Hollywood, after all, was the inspiration for the new game on many levels. The game recreates an eight square mile section of Los Angeles for players to explore. There are 20 ripped-from-the-headlines (from the 1940s) murders and crimes featured in the game. And players can explore every nook and cranny of LA Noire in a free roaming mode that offers up random crime to combat and an intimate look at Hollywood’s underbelly.

Brandon McNamara, game director at Team Bondi, said that The Naked City, both the 1948 film noir and the 1950s TV series, served as the inspiration for this five-years-in-the-making game.
“’The Naked City’ invented the police procedural and we’re following those guidelines with LA Noire,” said McNamara. “Anyone who watches a ‘Law & Order’ show today will understand the format. You turn up at a crime scene, you meet a patrolman, he gives you a heads up, you speak to some witnesses and then your case breaks out into leads.”
The Oscar-winning film, Chinatown, also played an inspirational role for McNamara, who wrote the equivalent of two seasons of a TV series for this game.
“Chinatown, which is one of my favorite films, is interesting because, while it’s set in a slightly earlier period in Los Angeles’ history; it does a good job of showing you this burgeoning, growing LA,” said McNamara. “But then you see the underbelly of what was actually taking place to make that growth happen. As a writer, I wanted to explore what post-World War II LA was like in this game.”
The LA in this game is much more reminiscent of the London McNamara explored in two Getaway games. There’s the glitz and glamour of Hollywood, but the players will explore the seedier side of the city as they track down suspects and clues for each of the missions. A central part of bringing this open world to life was getting a cast of believable characters. Using the next generation of technology that McNamara and his Team Soho London studio created at Sony, every character a player interacts with in LA Noire is a real actor.
“Certain actors that had worked on video games five years ago came onto the set (in Culver City, CA) and were surprised by the technology,” said Michael McGrady (“Southland”), who brings LAPD Homicide Detective Rusty Galloway to life in the game. “I used to do games before and it was just sitting in a booth and reading lines. With LA Noire, we had a giant motion capture stage and we had to act with other actors. Then for the Motion Scan portion, which we did later, there’s a camera on your face that’s recording the facial performance and there’s a microphone for your voice.”
The end result is that every actor’s voice, movement and face has been captured in the game. So behind every waitress, patrolman and bookie, there’s a real actor who spent significant time undergoing two complex processes to bring this game to life.
“The technology is advancing pretty rapidly,” admitted Nelson. “We used to only be able to do motion capture on a platform that was three feet high. Now we’re building giant rigs with lights to the roof and big staircases.”

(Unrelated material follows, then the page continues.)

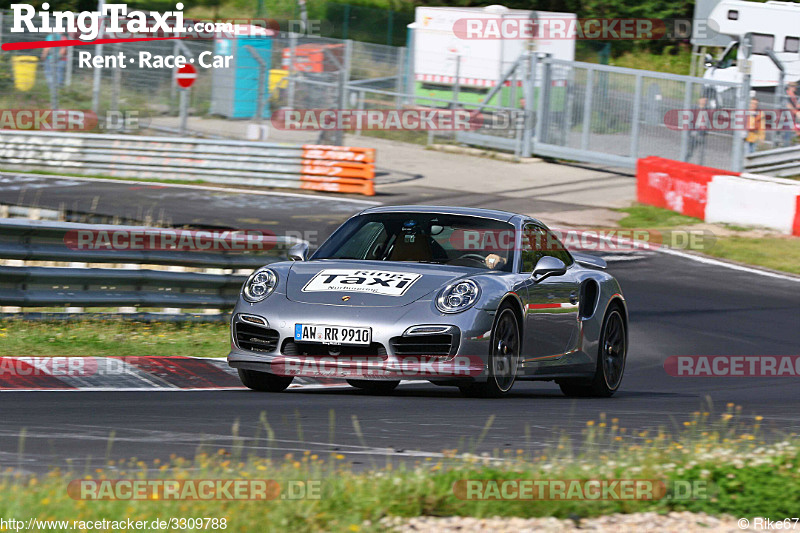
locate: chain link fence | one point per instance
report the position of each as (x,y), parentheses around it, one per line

Nelson explained that if someone walked into the Culver Studio studio that Rockstar built for this game (and future projects), it would be very familiar to anyone who’s been on a film or television set.
“We’ve gone from having a really scaled-down spare crew of two or three people to having dozens of people running around on set dealing with gear, and wires from all the headsets the actors are wearing, and actually building and tearing down sets. The spandex suits and crude environment is a bit abstract, but films like Avatar used the same approach. So actors are getting used to this.”
At the end of the day, all of the technology and acting and scriptwriting should be transparent to the player, just as a good movie transports audiences into its characters and story. The one area where the Hollywood connection doesn’t interfere is in the gameplay. Rockstar has spent decades fine-tuning and expanding its gameplay. And LA Noire was developed over five years because it was essential to get the gameplay to work right.
“There are the requisite car chases, shootouts, and things in this game, but even better, there’s some intellectual involvement,” said McGrady. “It really is interactive. You have to solve the crime. You have to follow the clues and avoid the red herrings. There’s a cerebral aspect to it that I really enjoyed. I thought it pretty fascinating in that respect.”
Looking ahead, McNamara is already pushing this technology forward. He envisions a day very soon where the lines between traditional linear and interactive entertainment will completely blur.
"People focus on transmedia but I think they’re slightly missing the point in thinking that you have to make a film and a game all from the same story, but with different productions,” said McNamara. “What I’m saying is it will be possible to make the same things from the same production.”
So perhaps LA Noire 2 will be released with a Hollywood movie or television show.